Mistikus Cinta

0
Al Habib Husein Bin Salim Bin Ahmad Bin Salim Al Muthohhar Semarang
Sekilas Tentang Habib Husein bin Salim Bin Ahmad bin Salim Al Muthohhar Semarang Jateng

Habib Husin Lahir di Semarang pada 5 Agustus 1916, tepatnya di daerah Petek Semarang. Dari kedua orang tua beliau yang mulia yaitu:

1. Habib Salim bin Ahmad bin Salim Al Muthohhar dan ibu beliau:
2. Syarifah Mastur binti Husein Fad'aq.

Beliau adalah anak ke 4 dari 10 bersaudara. Beliau memiliki pendidikan yang tinggi di kala itu, dan kecerdasan diatas rata-rata. Beliau menguasai beberapa bahasa, diantaranya adalah: Bahasa Jawa Kuno, Belanda, Inggris, Jepang dll

Riwayat Pendidikan:
  • ELS (Europese Lagere School) (SD Eropa 7 tahun), merangkap mengaji/membaca Al-Quran pada guru wanita, Encik Nur.
  • MULO (Meer Uitgebreid Lager Ondewwijs) atau SMP 3 tahun di Semarang, merangkap mengaji pada Kiai Saleh.
  • MS (Algemeen Midelbare School) atau SMA, jurusan Sastra Timur, khusus bahasa Melayu, di Yogyakarta.
  • Universitas Gajah Mada, Jurusan Hukum merangkap Jurusan Sastra Timur, khusus Jawa Kuno di Yogyakarta (sesudah 2 tahun drop out karena perjuangan).
  • Semua Kursus/Training Pemimpin Pandu di Indonesia dan di London.
  • Training School Diplomatic and Consulair Affairs di Nederland.
  • Training School Diplomatic and Consulair Affairs di kantor PBB (United Nation Organization/UNO), New York.
Riwayat Karier:
  • Guru Bahasa Belanda di SD swasta Islam di Pekalongan.
  • Wartawan berita kota, surat kabar Belanda "Het Noorden" di Semarang, 1938.
  • Klerk di Cosultatie Bureau der Afdeling Nijverheid voor Noord Midden Java, Departement Ekonomische Zaken, 1939-1942.
  • Sekretaris Keizai Bucho (Kepala Bagian Ekonomi) Kantor Gubernur Jawa Tengah, 1943.
  • Pegawai Rikuyu Sokyoku (Jawatan Kereta Api Jawa Tengah Utara) di Semarang, 1943-1948.
  • Sekretaris Panglima Angkatan Laut Republik Indonesia, 1945-1946.
  • Ajudan III, kemudian Ajudan II Presiden Republik Indonesia, 1946-1948.
  • Pegawai Departemen Luar Negeri Republik Indonesia, 1969-1979.
  • Diperbantukan pada Departemen Pendidikan dan Kebudayaan sebagai Direktur Jenderal Urusan Pemuda dan Pramuka (Dirjen Udaka) Departemen P&K, 1966-1968.
  • Diangkat menjadi Duta Besar Republik Indonesia pada Tahta Suci di Vatikan, 1969-1973.
  • Direktur Protokol Departemen Luar Negeri merangkap Protokol Negara, 1973-1974
  • InspekturJenderal Departemen Luar Negeri dan selama 16 bulan, merangkap Direktur Protokol dan Konsuler Departemen Luar Negeri, merangkap Kepala Protokol Negara, 1974.
  • Pensiun sebagai Pegawai Negeri Sipil, golongan IVe.
Lagu Ciptaan:
Lagu ciptaannya yang populer adalah hymne Syukur (diperkenalkan Januari 1945) dan mars Hari Merdeka (1946). Karya terakhirnya, Dirgahayu Indonesiaku, menjadi lagu resmi ulang tahun ke-50 Kemerdekaan Indonesia.

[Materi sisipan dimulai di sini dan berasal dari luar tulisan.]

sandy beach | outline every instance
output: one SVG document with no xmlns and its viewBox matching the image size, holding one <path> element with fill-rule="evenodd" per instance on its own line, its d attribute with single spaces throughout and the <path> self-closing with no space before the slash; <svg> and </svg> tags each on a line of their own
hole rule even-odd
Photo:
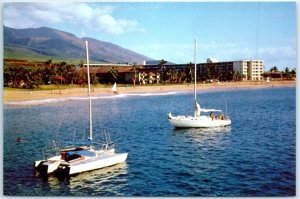
<svg viewBox="0 0 300 199">
<path fill-rule="evenodd" d="M 224 82 L 211 84 L 198 84 L 197 90 L 213 90 L 213 89 L 235 89 L 235 88 L 266 88 L 266 87 L 284 87 L 296 86 L 296 81 L 272 81 L 272 82 Z M 118 87 L 120 94 L 132 93 L 167 93 L 192 91 L 193 84 L 180 85 L 159 85 L 159 86 L 127 86 Z M 93 96 L 112 95 L 111 88 L 93 88 Z M 87 88 L 68 88 L 56 90 L 21 90 L 21 89 L 4 89 L 4 103 L 14 101 L 30 101 L 41 99 L 57 99 L 68 97 L 85 97 L 87 96 Z"/>
</svg>

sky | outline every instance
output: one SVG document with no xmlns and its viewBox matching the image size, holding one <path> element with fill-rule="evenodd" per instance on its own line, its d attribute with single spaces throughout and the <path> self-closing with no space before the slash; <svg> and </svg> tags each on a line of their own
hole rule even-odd
<svg viewBox="0 0 300 199">
<path fill-rule="evenodd" d="M 157 60 L 264 60 L 296 68 L 295 2 L 5 2 L 3 25 L 50 27 Z"/>
</svg>

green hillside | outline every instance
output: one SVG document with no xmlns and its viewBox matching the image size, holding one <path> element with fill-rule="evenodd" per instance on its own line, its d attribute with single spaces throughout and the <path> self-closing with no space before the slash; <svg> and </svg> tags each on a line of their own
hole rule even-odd
<svg viewBox="0 0 300 199">
<path fill-rule="evenodd" d="M 85 41 L 88 41 L 90 60 L 94 63 L 141 64 L 151 60 L 110 42 L 78 38 L 71 33 L 47 27 L 13 29 L 4 26 L 3 36 L 5 59 L 78 62 L 85 59 Z"/>
<path fill-rule="evenodd" d="M 46 61 L 51 59 L 53 62 L 61 62 L 61 61 L 72 62 L 72 63 L 80 62 L 80 59 L 60 58 L 60 57 L 41 55 L 39 53 L 36 53 L 33 50 L 22 48 L 22 47 L 16 47 L 16 46 L 5 46 L 3 58 L 19 59 L 19 60 L 27 60 L 27 61 Z"/>
</svg>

Lagu anak-anak ciptaannya, antara lain: "Gembira", "Tepuk Tangan Silang-silang", "Mari Tepuk", "Slamatlah", "Jangan Putus Asa", "Saat Berpisah", dan "Hymne Pramuka".

Perjuangan Al Habib Husein Bin Salim Bin Ahmad Bin Salim Al Muthohhar Untuk NKRI

Pengarang Lagu 17 Agustus dan Beberapa Lagu Kebangsaan lainnya

Bendera pusaka untuk pertama kali berkibar pada Proklamasi Kemerdekaan Republik Indonesia 17 Agustus 1945, di Jalan Pegangsaan Timur 56 Jakarta, begitulah secara resmi bendera kebangsaan merah putih dikibarkan.

Pada tanggal 4 Januari 1946, karena aksi teror yang dilakukan Belanda semakin meningkat, presiden dan wakil presiden Republik Indonesia dengan menggunakan kereta api meninggalkan Jakarta menuju Yogyakarta. Bendera pusaka dibawa ke Yogyakarta dan dimasukkan dalam koper pribadi Soekarno. Selanjutnya, ibukota dipindahkan ke Yogyakarta.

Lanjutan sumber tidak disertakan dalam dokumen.